Part of why this matters is that some research has shown that while negative ads are more memorable (and the way this campaign was reported on outside of Virginia definitely reflects that) than positive ones they don’t particularly seem to increase voter turnout or to have a decisive effect on people’s voting choices. This is, of course, a complicated issue and shouldn’t be oversimplified so I recommend also checking out Journalist Resources article on the matter of political and campaign ads because it contains lots of neat information worth knowing whenever you think about how a political ad affected your opinions on politicians or political issues.

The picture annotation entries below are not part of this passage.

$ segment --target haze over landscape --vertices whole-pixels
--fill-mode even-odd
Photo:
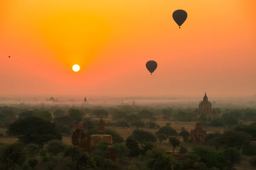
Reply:
[[[0,170],[255,170],[255,0],[0,0]]]

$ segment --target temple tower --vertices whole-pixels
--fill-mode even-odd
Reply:
[[[107,134],[102,116],[100,116],[100,119],[98,128],[98,131],[96,135],[91,135],[90,138],[90,143],[91,145],[98,145],[99,143],[108,142],[110,144],[112,143],[112,136]]]

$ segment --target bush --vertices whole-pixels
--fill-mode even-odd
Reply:
[[[46,170],[53,170],[56,166],[56,163],[50,161],[46,164]]]
[[[242,148],[243,155],[247,156],[256,156],[256,146],[249,145],[245,146]]]
[[[249,161],[250,163],[254,167],[256,167],[256,156],[253,156]]]

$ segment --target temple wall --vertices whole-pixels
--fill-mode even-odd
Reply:
[[[111,135],[92,135],[90,138],[90,144],[97,145],[99,143],[108,142],[112,143],[112,136]]]

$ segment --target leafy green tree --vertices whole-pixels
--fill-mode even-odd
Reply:
[[[139,129],[134,130],[131,136],[135,140],[140,143],[146,142],[154,142],[157,141],[156,136],[151,132]]]
[[[46,147],[47,151],[56,156],[65,150],[67,145],[61,141],[52,140],[49,142]]]
[[[145,123],[141,120],[134,120],[131,122],[131,126],[136,126],[137,129],[139,129],[139,128],[144,127]]]
[[[228,131],[220,136],[218,142],[224,147],[236,147],[240,149],[251,141],[251,136],[241,132]]]
[[[25,144],[34,143],[41,148],[51,140],[62,140],[55,124],[37,117],[29,117],[10,125],[9,130]]]
[[[182,137],[184,142],[187,142],[189,137],[189,133],[185,130],[181,130],[179,135]]]
[[[162,143],[162,141],[165,141],[167,139],[167,136],[164,134],[159,134],[157,135],[157,139]]]
[[[61,109],[57,109],[53,112],[53,116],[55,117],[63,116],[65,115],[65,112]]]
[[[15,170],[25,161],[23,144],[19,143],[4,145],[0,149],[0,164],[3,170]]]
[[[188,150],[186,147],[184,147],[183,146],[181,146],[180,147],[180,149],[179,150],[179,153],[185,155],[187,152],[188,152]]]
[[[172,153],[174,153],[175,148],[178,147],[180,144],[180,141],[175,137],[171,137],[169,139],[169,146],[172,149]]]
[[[92,112],[92,114],[100,118],[102,115],[105,117],[107,117],[108,116],[108,113],[105,109],[95,109]]]
[[[256,156],[253,156],[249,161],[250,164],[254,167],[256,167]]]
[[[176,164],[177,161],[163,149],[155,147],[147,152],[145,162],[147,169],[169,170],[172,164]]]
[[[77,157],[76,161],[76,168],[79,170],[85,170],[97,167],[96,161],[95,161],[93,158],[89,155],[87,152],[80,153]]]
[[[223,151],[224,158],[227,162],[233,167],[234,163],[239,162],[241,158],[240,152],[234,147],[228,147]]]
[[[79,156],[82,152],[82,150],[79,147],[71,145],[66,148],[64,152],[64,157],[71,159],[72,168],[73,168],[76,161],[79,159]]]
[[[34,144],[27,144],[24,148],[26,158],[32,158],[39,155],[40,149],[38,145]]]
[[[118,144],[113,145],[116,149],[116,156],[122,159],[127,157],[130,153],[130,151],[128,147],[123,144]]]
[[[160,128],[156,134],[157,135],[164,134],[168,138],[169,136],[176,136],[177,135],[178,133],[170,126],[163,126]]]
[[[156,122],[152,121],[149,121],[146,122],[145,124],[145,126],[152,129],[159,128],[160,127],[160,126],[159,125],[157,125]]]

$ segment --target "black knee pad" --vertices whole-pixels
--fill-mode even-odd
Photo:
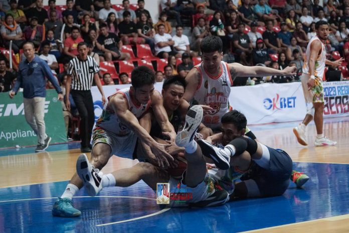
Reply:
[[[237,137],[234,140],[229,143],[235,148],[236,155],[242,154],[245,151],[247,151],[250,155],[253,155],[257,151],[257,142],[250,138],[243,136]]]

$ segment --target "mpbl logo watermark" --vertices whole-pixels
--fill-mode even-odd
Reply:
[[[264,108],[267,109],[281,110],[284,108],[293,108],[296,107],[296,96],[280,97],[279,94],[272,99],[266,98],[263,103]]]

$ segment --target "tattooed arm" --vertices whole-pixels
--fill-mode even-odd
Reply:
[[[228,64],[230,75],[234,80],[238,77],[264,77],[271,75],[293,76],[296,75],[297,67],[288,66],[282,70],[264,66],[245,66],[239,63]]]

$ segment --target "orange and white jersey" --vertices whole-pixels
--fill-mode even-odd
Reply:
[[[125,96],[127,100],[128,110],[133,113],[137,119],[140,118],[150,106],[150,100],[146,104],[137,104],[131,97],[129,88],[122,89],[117,91],[108,97],[108,100],[111,97],[118,94],[121,94]],[[107,103],[104,104],[102,114],[96,123],[96,127],[113,133],[119,136],[125,135],[131,131],[126,125],[122,123]]]
[[[194,66],[201,75],[201,79],[195,94],[193,103],[207,105],[213,108],[210,114],[204,116],[203,123],[208,127],[216,129],[221,125],[222,117],[231,110],[229,98],[233,80],[228,63],[221,62],[221,72],[217,77],[209,74],[203,63]]]
[[[317,37],[317,36],[313,37],[308,44],[306,47],[306,51],[305,52],[305,60],[304,64],[303,66],[303,73],[310,75],[309,73],[309,59],[310,58],[310,47],[311,43],[315,40],[318,40],[321,42],[321,51],[319,55],[317,56],[316,60],[315,61],[315,67],[314,69],[314,76],[315,76],[319,80],[322,80],[323,74],[325,71],[325,66],[326,63],[326,50],[325,46],[321,41],[321,40]]]

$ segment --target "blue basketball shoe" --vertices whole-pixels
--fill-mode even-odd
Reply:
[[[69,198],[58,197],[58,200],[55,202],[52,208],[52,215],[58,217],[78,217],[81,212],[76,209],[72,204],[72,200]]]

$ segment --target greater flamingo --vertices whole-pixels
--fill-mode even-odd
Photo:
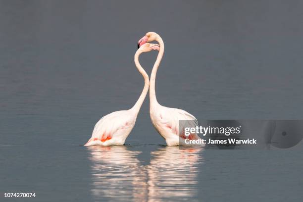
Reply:
[[[155,91],[155,77],[164,53],[164,43],[158,34],[150,32],[139,41],[138,46],[141,47],[147,42],[152,41],[156,41],[159,43],[160,50],[151,75],[150,114],[152,122],[169,146],[184,144],[186,139],[198,140],[199,137],[196,133],[185,136],[184,130],[180,133],[179,131],[179,121],[180,120],[189,120],[189,125],[194,127],[198,125],[198,121],[195,116],[184,110],[162,106],[157,101]]]
[[[159,50],[157,44],[146,43],[139,49],[135,54],[135,64],[144,78],[144,88],[139,99],[129,110],[117,111],[102,117],[95,125],[92,137],[85,145],[121,145],[134,128],[137,116],[149,91],[150,80],[148,75],[139,62],[139,56],[142,52]]]

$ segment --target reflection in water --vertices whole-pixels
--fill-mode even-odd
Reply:
[[[201,150],[170,147],[152,152],[147,169],[149,201],[187,201],[197,195]]]
[[[88,149],[92,163],[92,193],[96,201],[178,201],[192,199],[197,193],[201,148],[159,149],[151,152],[146,166],[137,158],[141,152],[130,151],[125,146]]]
[[[146,175],[136,156],[124,146],[90,147],[93,188],[96,201],[144,201]]]

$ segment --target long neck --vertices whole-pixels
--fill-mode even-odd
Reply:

This moment also needs to be a moment of clarity for Republicans who are unsure of what direction to take their party and their campaign. Taking their party further right won’t make the Democrats go further right as well. Democrats have seen that staying in the middle in some places and being left in others can win them elections, but we know that we won’t beat Republicans by going the direction they want us too. We’ve learned from these past few elections and we know that we can win.
I genuinely hope that Democratic leaders learn from this campaign. If they do that then at this time in 2018 we as progressives will be a lot closer to fulfilling our goals. We can only hope for the best and do our best within the party to push it in the correct direction from this point on.